Quart d'heure de gloire
A Paris, en régions, mais aussi dans une centaine de pays, des milliers d'autres manifestations et concerts ont eu lieu jusqu'au bout de la nuit, la plus courte de l'année, pour célébrer l'arrivée de l'été. A Marseille, capitale européenne de la culture 2013, le Vieux-Port offrait un concert de plus de trois heures retransmis en direct par France 2 avec notamment Adamo, Enrico Macias, Jenifer, Matt Pokora, Tal et Patrick Bruel.

Dans la capitale, Radio France a investi toute la journée la mythique salle de l'Olympia, pour 24 heures d'émissions et de musique live, avec 50 artistes dont son Orchestre philharmonique, Zazie, Christophe, Pedro Winter, Olivia Ruiz, Alex Beaupain, les Ecossais de Franz Ferdinand...

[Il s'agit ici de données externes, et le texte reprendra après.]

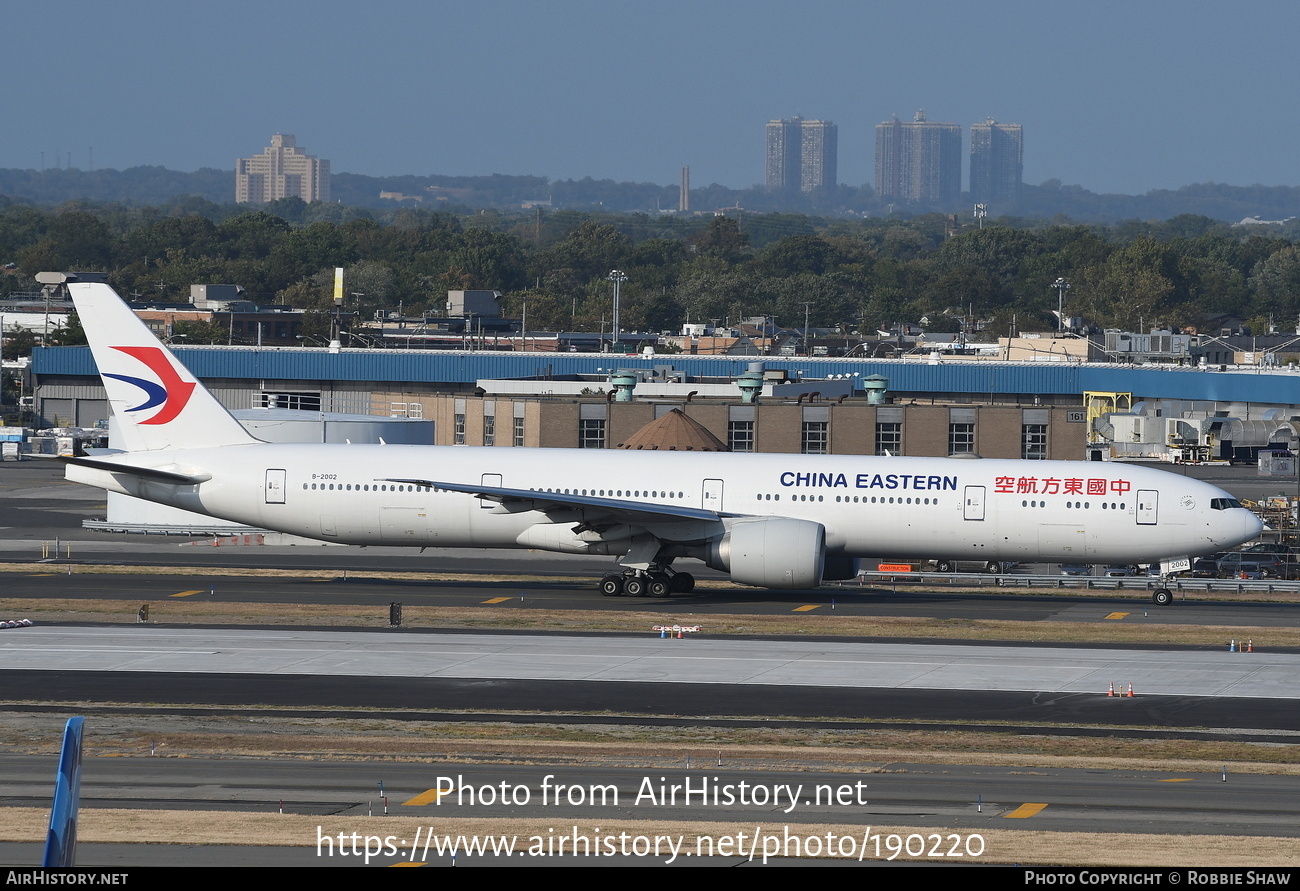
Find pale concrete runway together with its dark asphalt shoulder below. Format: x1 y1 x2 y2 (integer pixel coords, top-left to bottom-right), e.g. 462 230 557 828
0 626 1300 741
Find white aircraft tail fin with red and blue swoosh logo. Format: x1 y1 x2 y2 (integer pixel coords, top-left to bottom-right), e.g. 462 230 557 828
68 282 259 451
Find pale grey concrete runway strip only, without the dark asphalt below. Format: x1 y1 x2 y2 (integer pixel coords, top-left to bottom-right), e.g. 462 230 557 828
0 626 1300 700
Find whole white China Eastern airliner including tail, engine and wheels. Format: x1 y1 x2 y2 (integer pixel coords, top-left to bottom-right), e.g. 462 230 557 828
66 281 1261 604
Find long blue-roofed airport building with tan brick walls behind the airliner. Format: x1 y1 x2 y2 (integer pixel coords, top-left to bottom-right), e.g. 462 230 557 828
31 346 1300 459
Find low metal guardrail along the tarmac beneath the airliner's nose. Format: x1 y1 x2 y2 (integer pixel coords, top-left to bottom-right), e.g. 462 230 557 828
840 570 1300 596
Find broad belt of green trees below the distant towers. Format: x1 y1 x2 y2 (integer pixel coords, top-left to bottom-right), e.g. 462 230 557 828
0 199 1300 337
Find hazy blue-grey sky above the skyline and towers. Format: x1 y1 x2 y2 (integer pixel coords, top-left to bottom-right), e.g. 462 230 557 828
10 0 1300 194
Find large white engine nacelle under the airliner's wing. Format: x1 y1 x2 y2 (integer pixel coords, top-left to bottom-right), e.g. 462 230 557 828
706 516 826 588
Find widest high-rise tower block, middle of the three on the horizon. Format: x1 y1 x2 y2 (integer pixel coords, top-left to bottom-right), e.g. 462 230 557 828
876 112 962 207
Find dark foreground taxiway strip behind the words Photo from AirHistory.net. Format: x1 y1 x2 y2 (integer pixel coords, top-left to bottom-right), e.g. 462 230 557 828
0 752 1300 838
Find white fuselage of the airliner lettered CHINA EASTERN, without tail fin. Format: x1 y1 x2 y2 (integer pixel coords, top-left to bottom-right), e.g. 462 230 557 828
69 444 1258 563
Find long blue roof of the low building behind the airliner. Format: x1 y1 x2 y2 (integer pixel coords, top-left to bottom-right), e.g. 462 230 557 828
33 346 1300 405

François Hollande à Matignon
Le président François Hollande et sa compagne Valérie Trierweiler ont fait une visite surprise à Matignon, pour écouter Juliette au côté du Premier ministre Jean-Marc Ayrault, avant d'assister au concert de Camélia Jordana au ministère de la Culture

L'Orchestre de Paris était sous la Pyramide du Louvre, Jacques Higelin dans la Loire, Michel Fugain à Perpignan, Cali à Strasbourg...

Mais comme chaque année, la Fête de la Musique, c'est d'abord et avant tout des amateurs qui fourbissent leur instrument pour connaître leur quart d'heure de gloire lors de concerts spontanés devant un public de badauds. 

Trois concerts annulés à Bordeaux
En raison de la météo, à Bordeaux, trois concerts qui devaient être donnés à l'extérieur ont été annulés par les organisateurs en raison des intempéries, mais les neuf autres programmés dans des salles ont été maintenus.

A Nantes, des centaines de personnes ont participé à une "Chorale éphémère" avec les choristes professionnels de l'Opéra et quelque 200 enfants venant de diverses  chorales. Au programme, des airs d'opéra et d'opérettes mais aussi un  répertoire populaire de la chanson française, avec, parmi les "classiques" au répertoire: "Le temps des cerises", "Y a d'la joie" de Charles Trénet,  "Göttingen" de Barbara, et "Le petit bal" de Bourvil.

"Pas d'incident majeur", selon la police
102 personnes ont été interpellées dans la nuit à Paris et dans la petite couronne, contre 187 en 2012. Mais "aucun incident majeur", a assuré la préfecture de police, qui ne déplorait "aucun affrontement avec les forces de l'ordre, contrairement aux années précédentes".

92 personnes ont été placées en garde à vue, "principalement pour des vols, des violences et des jets de projectiles", précise la police.

Cette année, la 32e Fête de la musique coïncidait avec la fin des épreuves du baccalauréat, qui est l'occasion de grands rassemblements, notamment sur le Champ-de-Mars.